In this populist era, we may well be vulnerable to leaders who appear magical, but there was a coarseness to this production’s reductio ad Hitlerum quality that did not quite allow the magic of the opera to work. Two acts of sets enclosed by a shattered, multistory brick building drew closely from Claus Guth’s La Scala production, which has made the rounds. But I was more taken with the unique Act III set, a basic white paneled wall beneath one of the Lohengrin-inspired paintings from the Wagnermaniacal King Ludwig II of Bavaria’s Neuschwanstein Castle. Does mythology hang over our heads as we try to make sense of our lives and deeds? Alden may not share my point of view, but I hope it does, for it is, after all, what resides inside us.

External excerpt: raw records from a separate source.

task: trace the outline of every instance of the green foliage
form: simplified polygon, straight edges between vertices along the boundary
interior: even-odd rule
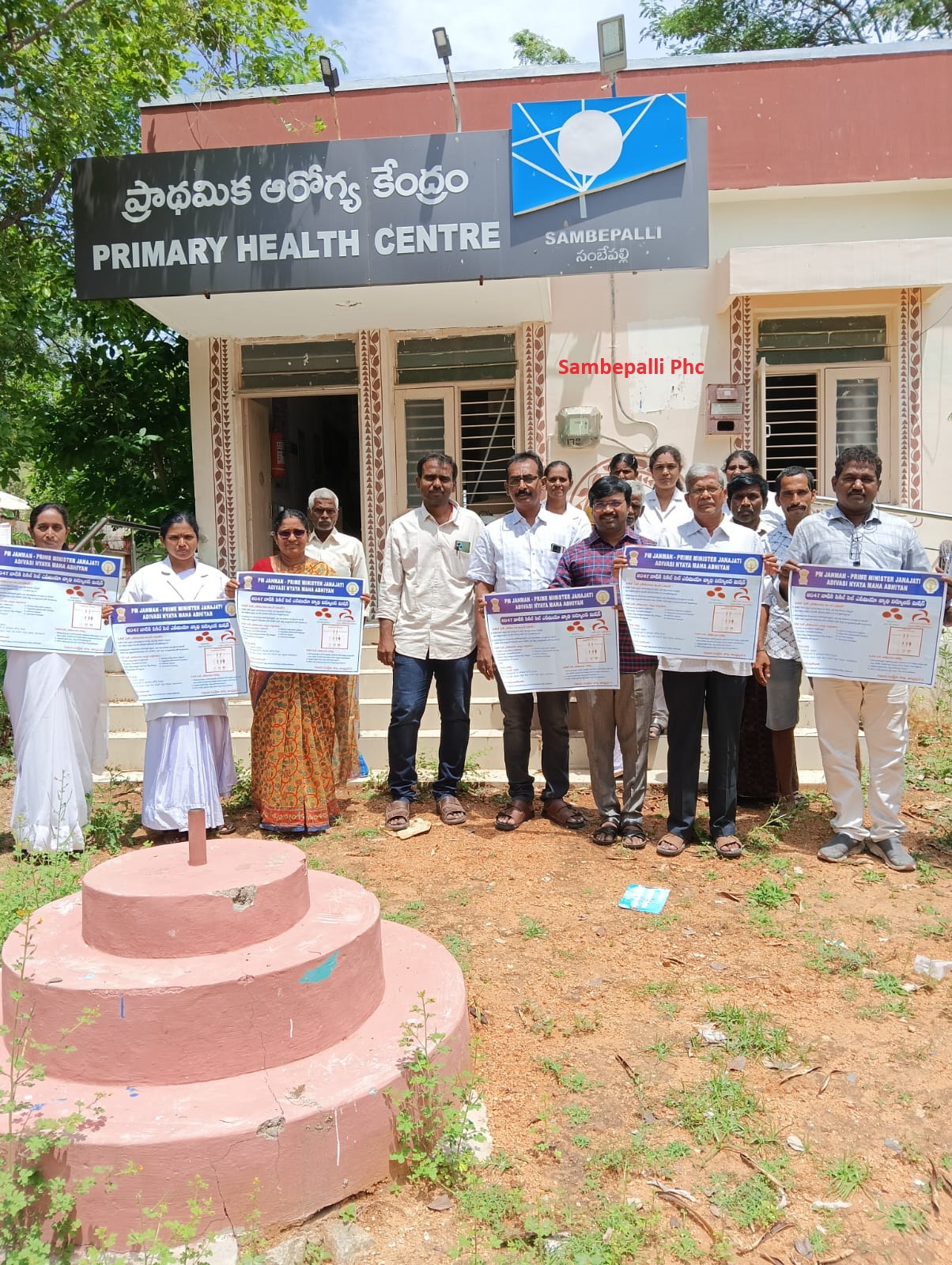
[[[642,35],[684,53],[748,52],[952,33],[944,0],[646,0]]]
[[[853,1190],[870,1180],[870,1165],[856,1155],[843,1155],[823,1169],[837,1199],[848,1199]]]
[[[771,1027],[772,1016],[767,1011],[744,1009],[743,1006],[711,1006],[708,1021],[727,1036],[728,1054],[743,1054],[748,1059],[768,1054],[779,1059],[786,1054],[790,1034],[785,1027]]]
[[[319,78],[305,0],[8,0],[0,27],[0,478],[78,526],[191,501],[182,339],[72,293],[70,163],[139,148],[141,100]],[[303,120],[313,130],[314,121]]]
[[[563,66],[575,61],[565,48],[549,43],[544,35],[537,35],[528,27],[510,35],[509,43],[515,49],[515,61],[519,66]]]
[[[470,1144],[481,1141],[472,1113],[476,1080],[471,1074],[449,1077],[446,1035],[433,1031],[433,998],[418,993],[418,1016],[403,1025],[400,1045],[405,1089],[386,1090],[394,1107],[396,1150],[390,1159],[406,1170],[410,1182],[454,1185],[471,1166]]]
[[[710,1080],[685,1087],[666,1099],[677,1114],[677,1122],[700,1146],[711,1142],[723,1146],[730,1137],[748,1138],[760,1103],[748,1093],[743,1079],[725,1071]]]
[[[251,808],[251,765],[246,764],[244,760],[235,760],[234,772],[235,783],[223,805],[227,812],[241,812],[243,808]]]

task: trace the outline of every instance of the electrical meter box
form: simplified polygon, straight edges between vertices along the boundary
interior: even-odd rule
[[[594,448],[601,439],[601,412],[590,405],[560,409],[556,421],[562,448]]]
[[[739,435],[743,430],[743,406],[747,385],[734,382],[708,387],[706,435]]]

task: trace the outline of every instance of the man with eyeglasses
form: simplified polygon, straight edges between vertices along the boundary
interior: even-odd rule
[[[514,509],[490,522],[473,549],[470,579],[476,583],[476,667],[496,677],[503,708],[503,758],[509,805],[496,813],[496,830],[518,830],[534,816],[536,787],[529,773],[533,703],[542,729],[542,815],[567,830],[581,830],[585,816],[566,803],[568,792],[568,691],[510,694],[495,670],[485,619],[486,593],[528,593],[548,588],[561,555],[587,535],[587,524],[549,514],[542,506],[542,460],[517,453],[506,467],[506,492]]]
[[[377,659],[394,669],[387,730],[390,803],[385,824],[404,830],[416,798],[416,739],[429,687],[437,682],[439,753],[433,798],[439,820],[462,826],[457,798],[470,741],[476,662],[472,582],[466,572],[482,520],[453,500],[457,466],[446,453],[416,463],[423,505],[395,519],[384,544],[377,597]]]
[[[876,571],[929,569],[925,550],[909,524],[877,507],[881,478],[882,458],[875,449],[857,444],[839,453],[833,473],[837,503],[798,524],[789,555],[796,560],[784,564],[781,597],[787,597],[790,572],[810,563]],[[817,855],[823,861],[844,861],[865,848],[890,869],[914,870],[915,860],[903,846],[906,826],[899,815],[909,745],[909,687],[815,677],[813,705],[836,831]],[[870,758],[868,829],[863,825],[863,792],[856,767],[861,716]]]
[[[632,486],[624,479],[606,474],[591,484],[589,505],[595,530],[562,554],[552,588],[610,584],[618,552],[625,545],[651,544],[633,526],[628,526],[630,503]],[[644,848],[647,836],[642,810],[648,788],[648,727],[658,660],[638,654],[622,614],[618,621],[618,689],[575,692],[589,754],[591,796],[601,817],[591,837],[603,848],[615,841],[623,848]],[[615,731],[622,748],[624,779],[620,805],[615,789]]]

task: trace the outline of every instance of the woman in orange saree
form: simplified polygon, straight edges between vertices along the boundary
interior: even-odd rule
[[[272,535],[277,553],[252,571],[332,576],[304,553],[310,526],[299,510],[281,510]],[[339,815],[337,788],[356,777],[358,756],[347,717],[338,716],[337,677],[252,672],[251,798],[261,829],[320,834]]]

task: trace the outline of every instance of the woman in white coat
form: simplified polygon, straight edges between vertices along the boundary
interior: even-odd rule
[[[158,531],[168,557],[137,571],[120,602],[216,602],[234,597],[234,581],[195,557],[199,525],[194,515],[170,514]],[[204,808],[208,830],[232,834],[234,826],[222,813],[222,798],[235,783],[227,701],[146,703],[146,830],[153,836],[184,834],[189,808]]]
[[[35,549],[65,549],[66,510],[38,505],[29,533]],[[8,650],[4,696],[16,762],[10,815],[16,846],[81,851],[92,774],[101,773],[106,759],[105,659]]]

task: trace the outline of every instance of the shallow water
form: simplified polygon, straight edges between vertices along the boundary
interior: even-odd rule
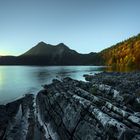
[[[37,93],[41,85],[52,79],[70,76],[84,80],[83,74],[105,70],[101,66],[0,66],[0,104],[10,102],[27,93]]]

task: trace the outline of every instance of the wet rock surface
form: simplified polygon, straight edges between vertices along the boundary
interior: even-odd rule
[[[0,139],[140,140],[140,73],[85,78],[54,79],[36,97],[0,106]]]

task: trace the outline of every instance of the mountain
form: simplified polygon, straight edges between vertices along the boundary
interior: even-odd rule
[[[140,34],[99,53],[105,65],[140,68]]]
[[[44,42],[18,57],[1,57],[1,65],[99,65],[97,53],[80,54],[63,43],[50,45]]]

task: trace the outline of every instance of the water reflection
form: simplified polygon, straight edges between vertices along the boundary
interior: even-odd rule
[[[140,71],[139,69],[133,67],[106,67],[106,71],[108,72],[133,72],[133,71]]]
[[[84,74],[104,71],[97,66],[0,66],[0,104],[19,98],[26,93],[37,93],[41,85],[51,83],[52,79],[70,76],[84,80]]]

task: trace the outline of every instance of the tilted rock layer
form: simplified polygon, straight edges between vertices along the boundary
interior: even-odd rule
[[[18,102],[15,116],[22,110],[21,122],[27,125],[14,134],[23,140],[140,140],[140,74],[85,77],[89,82],[53,80],[36,98]],[[16,139],[13,129],[5,130],[4,139]]]

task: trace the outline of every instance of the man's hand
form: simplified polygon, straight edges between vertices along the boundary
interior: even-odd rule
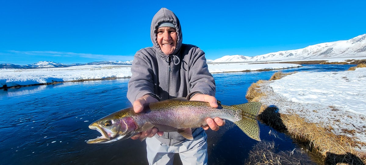
[[[150,95],[146,95],[140,98],[134,102],[134,111],[135,113],[139,113],[143,110],[143,107],[145,105],[152,103],[155,103],[158,101],[154,97]],[[143,139],[146,137],[151,138],[154,136],[156,134],[160,136],[163,136],[164,132],[158,131],[157,128],[153,128],[140,132],[139,133],[131,137],[131,139],[136,140],[139,138]]]
[[[204,95],[203,94],[197,94],[194,95],[190,100],[191,101],[202,101],[207,102],[210,103],[210,106],[213,108],[217,108],[219,107],[217,105],[217,101],[214,97],[208,95]],[[214,119],[212,118],[207,118],[206,119],[206,122],[208,126],[202,126],[203,129],[207,130],[209,128],[217,131],[219,130],[220,126],[223,126],[225,125],[225,121],[221,119],[219,117],[215,117]]]

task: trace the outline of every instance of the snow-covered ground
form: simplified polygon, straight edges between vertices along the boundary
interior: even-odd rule
[[[211,73],[246,70],[274,69],[298,67],[294,64],[243,64],[233,63],[209,65]],[[130,77],[131,65],[83,65],[67,67],[29,69],[0,69],[0,87],[64,82],[80,80],[123,78]]]
[[[297,67],[293,64],[209,64],[212,73]],[[0,86],[26,85],[79,80],[127,78],[131,66],[85,65],[30,69],[0,69]],[[325,128],[331,125],[336,134],[366,142],[366,68],[352,71],[300,72],[268,81],[261,100],[274,104],[280,113],[296,113]],[[287,100],[283,102],[283,100]],[[347,134],[341,130],[354,130]],[[365,147],[366,148],[366,147]],[[366,148],[362,148],[363,151]]]
[[[260,101],[279,113],[299,114],[333,133],[366,143],[366,68],[338,72],[299,72],[261,84]],[[352,131],[353,135],[342,131]],[[366,146],[357,150],[366,151]]]

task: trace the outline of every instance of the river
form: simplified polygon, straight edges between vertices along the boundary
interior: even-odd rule
[[[339,71],[355,66],[303,65],[280,70]],[[250,84],[268,80],[278,71],[213,74],[216,98],[225,105],[247,102],[245,95]],[[89,129],[90,124],[131,106],[126,97],[128,80],[65,82],[0,91],[0,164],[147,164],[145,142],[128,139],[108,144],[86,142],[100,135]],[[287,135],[260,122],[259,126],[262,141],[274,142],[280,146],[278,150],[284,151],[300,148]],[[229,122],[217,132],[206,133],[209,164],[243,164],[258,143]],[[175,160],[175,164],[181,163]],[[312,162],[310,158],[308,161]]]

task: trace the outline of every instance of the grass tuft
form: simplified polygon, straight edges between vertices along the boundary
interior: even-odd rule
[[[355,70],[356,70],[356,68],[357,68],[358,67],[366,67],[366,64],[365,64],[364,63],[362,63],[356,66],[351,67],[347,70],[350,70],[350,71]]]
[[[277,73],[275,74],[279,75],[272,76],[275,77],[273,79],[278,77],[280,78],[283,77],[281,73]],[[252,84],[248,88],[246,97],[249,102],[260,101],[261,98],[266,95],[261,91],[260,87],[258,85],[264,81],[261,81]],[[332,110],[338,110],[334,107],[329,107]],[[346,136],[335,135],[331,131],[332,128],[330,126],[329,128],[322,128],[316,124],[307,122],[298,115],[281,114],[279,113],[278,110],[275,105],[268,106],[264,104],[258,118],[262,122],[290,135],[294,140],[305,144],[309,150],[322,156],[324,164],[366,164],[366,152],[357,151],[354,149],[359,145],[366,145],[366,143],[355,142],[351,138]],[[348,133],[354,131],[343,131]],[[257,157],[261,155],[258,155]],[[275,162],[276,160],[266,160],[263,162],[269,164],[283,164],[283,162]]]

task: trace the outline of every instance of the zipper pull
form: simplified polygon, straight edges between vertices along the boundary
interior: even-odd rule
[[[172,69],[170,67],[170,63],[171,63],[172,60],[171,60],[170,57],[170,56],[169,57],[169,68],[168,71],[169,71],[169,73],[171,73],[172,72]]]

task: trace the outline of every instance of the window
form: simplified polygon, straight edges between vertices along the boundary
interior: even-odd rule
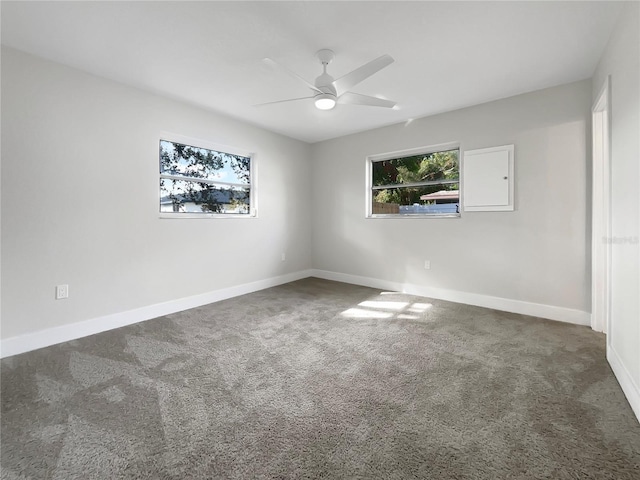
[[[368,216],[460,216],[459,154],[446,145],[369,157]]]
[[[160,140],[160,213],[254,215],[251,167],[248,155]]]

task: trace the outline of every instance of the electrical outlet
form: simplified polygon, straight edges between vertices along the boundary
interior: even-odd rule
[[[58,285],[56,287],[56,300],[69,298],[69,285]]]

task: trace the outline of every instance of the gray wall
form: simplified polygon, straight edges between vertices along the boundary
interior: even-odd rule
[[[640,4],[622,12],[593,77],[593,100],[611,75],[611,323],[614,361],[629,375],[640,416]],[[611,352],[609,352],[611,353]],[[617,374],[619,372],[616,372]],[[618,378],[620,376],[618,375]],[[621,381],[621,383],[623,383]],[[623,385],[624,386],[624,385]]]
[[[313,145],[314,267],[588,312],[590,104],[585,80]],[[514,212],[365,218],[367,155],[448,142],[515,144]]]
[[[161,131],[255,152],[259,218],[160,219]],[[2,338],[310,268],[309,156],[305,143],[3,48]],[[56,301],[63,283],[70,298]]]

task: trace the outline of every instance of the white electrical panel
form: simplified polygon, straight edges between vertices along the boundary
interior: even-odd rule
[[[462,158],[462,204],[467,212],[513,210],[513,145],[467,150]]]

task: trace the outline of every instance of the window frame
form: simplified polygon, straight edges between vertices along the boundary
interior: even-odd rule
[[[458,150],[458,212],[457,213],[373,213],[373,164],[384,160],[394,160],[414,155],[430,155],[437,152]],[[395,152],[378,153],[366,157],[365,179],[365,218],[460,218],[462,216],[462,147],[459,142],[448,142],[425,147],[397,150]],[[419,182],[422,183],[422,182]],[[442,184],[446,182],[436,182]],[[405,184],[411,187],[417,184]]]
[[[193,213],[193,212],[159,212],[159,217],[162,219],[194,219],[194,218],[257,218],[258,217],[258,196],[257,196],[257,163],[256,163],[256,155],[253,152],[248,152],[246,150],[242,150],[236,147],[231,147],[229,145],[222,145],[218,143],[214,143],[208,140],[202,140],[199,138],[187,137],[184,135],[179,135],[175,133],[169,132],[161,132],[157,135],[156,138],[156,161],[158,162],[158,177],[157,177],[157,186],[158,190],[160,189],[160,179],[177,179],[183,181],[192,181],[191,177],[178,177],[175,175],[163,174],[160,170],[160,142],[171,142],[171,143],[180,143],[182,145],[187,145],[193,148],[203,148],[206,150],[212,150],[219,153],[227,153],[230,155],[237,155],[240,157],[245,157],[249,159],[249,184],[242,185],[243,187],[249,187],[249,213],[248,214],[239,214],[239,213]],[[229,184],[229,182],[211,182],[206,179],[198,179],[199,181],[204,180],[203,183],[217,183],[217,184]],[[235,185],[235,184],[234,184]],[[158,203],[156,204],[158,208],[160,208],[160,199],[162,198],[161,192],[158,191]]]

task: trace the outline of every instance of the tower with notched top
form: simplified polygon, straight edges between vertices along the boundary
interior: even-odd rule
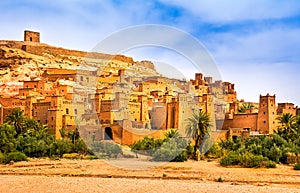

Whether reminding us of the power of myth or sourly commenting on the harsh realities of the world that shaped us, a superb cast brought Wagner’s early masterpiece to life. Klaus Florian Vogt simply owns the title role worldwide. A light, lyric timbre in the voice responds with preternatural perfection to Wagner’s score—it is in fact so well matched to the part of Lohengrin that Vogt sounds unjustly out of place in heavier Wagner parts, even when singing extraordinarily well. Matched with a muscular form and gestures of heroic sweep, he could easily bestow hope on anyone. The production’s Elsa is the young and relatively untested Irish soprano Jennifer Davis. Having appeared only in smaller parts and as Adina in Donizetti’s very different L’Elisir d’Amore, she filled in for the announced Kristine Opolais, who withdrew from the whole production. Davis sang with a gorgeous, full-bodied voice that captured Elsa’s innocence while still preserving its essential dramatic power. The heavenly couple’s nasty foils, the faithless backstabbing Ortrud and the proud and defiant Telramund, fell to the superb talents of equally gifted performers. Christine Goerke’s delicious smirks and sneers dominated the stage, even in those first-act moments when the character has few words to sing. In her Act II revenge sequences, she was all charm when necessary and vicious harridan when invoking the vengeance of her pagan gods and denouncing Elsa’s champion. Thomas J. Mayer’s Telramund was appropriately snarling, though he was announced as allergy-afflicted in a performance that caught him sneaking coughs. Georg Zeppenfeld’s wounded King Henry, the historic tenth-century German ruler, gave us an idea of what a European ruler a thousand years later might have been like had there been no Marshall Plan.
Andris Nelsons is second only to Vogt in personal identification with the opera. Observing the deft precision of his gestures in the pit readily reminded one of his mastery of the score. William Spaulding’s choral work was on brilliant display, making Wagner’s choruses an extraordinary highlight of the performance.